Updated on March 08, 2021

Comments

  • Jorge Olivero
    Jorge Olivero about 3 years

    In Node.js I use the nconf module to house environment variables like S3 keys, GCM keys, etc for each of my projects.

    I haven't been able to find a similar solution in Go.

    What are the generally accepted tools to help manage environment variables for each Go project?

    Thanks in advance.

  • Peter Bengtsson
    Peter Bengtsson over 9 years
    I rewrote my hackish messing with environment variables to use flags but then suddenly I can no longer use gin :(
  • Roy Lee
    Roy Lee over 7 years
    @eduncan911 do you have sample scripts for each environment?
  • eduncan911
    eduncan911 over 7 years
    @Roylee sample scripts for each environment? if u are asking if I keep scripts checked into the repo as samples for staging/prod, the answer is not really. it's up to each environment to set the correct parameters and track them accordingly in each system (e.g.

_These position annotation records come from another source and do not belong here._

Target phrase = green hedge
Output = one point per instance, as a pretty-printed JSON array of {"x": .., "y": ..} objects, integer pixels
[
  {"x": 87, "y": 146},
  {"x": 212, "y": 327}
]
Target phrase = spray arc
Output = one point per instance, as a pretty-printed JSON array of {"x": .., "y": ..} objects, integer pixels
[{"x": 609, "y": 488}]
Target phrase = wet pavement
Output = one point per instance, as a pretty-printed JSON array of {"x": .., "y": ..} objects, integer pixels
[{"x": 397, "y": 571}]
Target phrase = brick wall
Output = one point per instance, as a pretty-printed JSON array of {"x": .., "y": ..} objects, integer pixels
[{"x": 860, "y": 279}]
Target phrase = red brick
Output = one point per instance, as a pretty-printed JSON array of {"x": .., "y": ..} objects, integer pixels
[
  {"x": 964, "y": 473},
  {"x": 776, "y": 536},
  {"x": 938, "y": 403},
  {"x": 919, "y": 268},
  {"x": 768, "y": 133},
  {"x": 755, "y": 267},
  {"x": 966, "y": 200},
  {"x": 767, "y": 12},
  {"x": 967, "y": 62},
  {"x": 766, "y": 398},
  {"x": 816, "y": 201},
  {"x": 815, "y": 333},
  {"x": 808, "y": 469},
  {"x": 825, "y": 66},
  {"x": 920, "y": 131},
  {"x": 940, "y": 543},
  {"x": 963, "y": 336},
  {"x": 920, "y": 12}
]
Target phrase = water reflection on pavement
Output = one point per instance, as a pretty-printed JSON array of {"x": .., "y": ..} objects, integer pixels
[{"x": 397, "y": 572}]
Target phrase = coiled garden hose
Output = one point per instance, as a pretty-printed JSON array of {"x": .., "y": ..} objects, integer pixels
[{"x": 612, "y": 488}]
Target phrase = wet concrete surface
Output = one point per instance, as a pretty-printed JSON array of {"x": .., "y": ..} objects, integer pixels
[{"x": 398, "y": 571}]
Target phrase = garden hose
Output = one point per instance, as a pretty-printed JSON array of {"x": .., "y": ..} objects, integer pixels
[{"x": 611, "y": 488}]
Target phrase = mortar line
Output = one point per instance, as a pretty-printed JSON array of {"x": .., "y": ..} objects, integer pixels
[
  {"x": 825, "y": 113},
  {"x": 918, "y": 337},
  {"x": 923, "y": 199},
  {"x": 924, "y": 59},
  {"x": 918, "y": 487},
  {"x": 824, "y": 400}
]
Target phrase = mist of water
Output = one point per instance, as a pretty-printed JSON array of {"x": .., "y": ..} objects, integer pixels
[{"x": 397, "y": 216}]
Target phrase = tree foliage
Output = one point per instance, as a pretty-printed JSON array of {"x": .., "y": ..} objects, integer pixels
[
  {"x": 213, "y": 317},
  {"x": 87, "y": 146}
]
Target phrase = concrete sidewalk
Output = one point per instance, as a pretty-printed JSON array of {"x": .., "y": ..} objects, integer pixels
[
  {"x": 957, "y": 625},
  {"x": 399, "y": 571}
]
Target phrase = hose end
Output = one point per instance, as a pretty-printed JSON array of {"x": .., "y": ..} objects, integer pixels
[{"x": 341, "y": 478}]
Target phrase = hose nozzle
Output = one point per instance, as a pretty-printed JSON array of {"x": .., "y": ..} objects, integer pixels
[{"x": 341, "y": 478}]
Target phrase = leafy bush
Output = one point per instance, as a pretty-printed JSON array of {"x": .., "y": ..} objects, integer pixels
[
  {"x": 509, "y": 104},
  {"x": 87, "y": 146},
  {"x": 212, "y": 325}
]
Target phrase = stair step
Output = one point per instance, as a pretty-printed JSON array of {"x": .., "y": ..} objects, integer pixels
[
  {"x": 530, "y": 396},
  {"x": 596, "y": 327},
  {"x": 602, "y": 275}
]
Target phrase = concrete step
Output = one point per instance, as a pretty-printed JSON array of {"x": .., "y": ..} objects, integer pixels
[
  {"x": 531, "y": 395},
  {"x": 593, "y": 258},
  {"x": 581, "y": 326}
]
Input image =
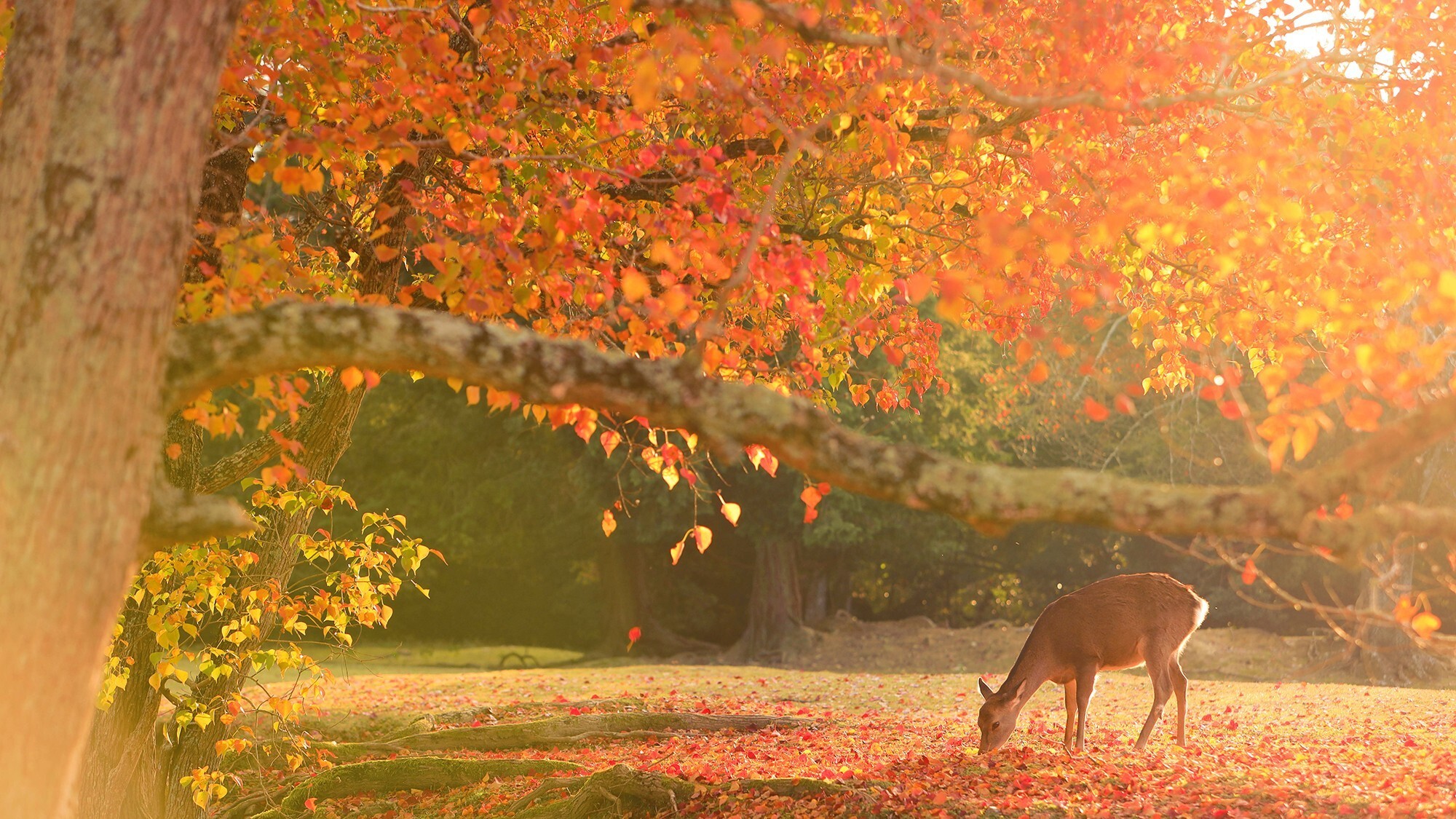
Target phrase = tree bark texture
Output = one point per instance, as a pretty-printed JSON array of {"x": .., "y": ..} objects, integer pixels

Ansible, Chef/Knife, Salt/Pillard, etc)
  • Roy Lee
    Roy Lee over 7 years
    @eduncan911 ah I see, so you should never really check-in your scripts. Sorry for the vague question, let me give you the correct context, I was actually referring to this: "But even so, we use a start script to convert environment variables to flags" -- (Peter Bourgon, Configuration). What does he meant by that? And what would a sample script of that look like?
  • eduncan911
    eduncan911 over 7 years
    Yep, hence the whole "self-documentation" aspect - it's documented with the myapp -h run, which prints the entire params list and its current Default. Now with that said, yes I do check in some skeleton scripts - usually in the form of a Makefile or Dockerfile that passes some defaults in for specific environments. But even then, I still fallback on Sensible Defaults in the app itself. Each custom environment will need to set it, or get set dynamically. Think at scale, where you have 100s of instances running - u want to pass in those parameters dynamically as new ones are spun up.
  • eduncan911
    eduncan911 over 7 years
    @Roylee to answer what Peter meant is most likely a one-off script per application that reads X, Y, Z environment vars and passes them as parameters to the Go app. That way, you can enforce the "all apps use CLI parameters, not environment" across the dev and deployment environments, while still supporting older legacy stuff that may be set in Environment vars (until they are updated, or where it isn't possible). Doing it this way keeps from having to code two things in your app: reading from CLI and ENVs. Instead, 1 way coded in apps - with some wrapper script going from ENV -> CLI params.
  • Roy Lee
    Roy Lee over 7 years
    @eduncan911 Thanks! That's really detailed. :) How would that apply to docker?
  • eduncan911
    eduncan911 over 7 years
    @Roylee you know u are speaking my language... Go, Docker. :) With Dockerfile (or Compose), it's a different ballgame: you typically do not pass vars via command line but instead with ENVs. I have a project right now of where I am using a service discovery tool that has a built-in key-value store, called Consul. I am attempting to use Consul to manage all the configuration for the services, with a local process that retrieves the values and creates the local config vars - and even calls some Go binary within the container.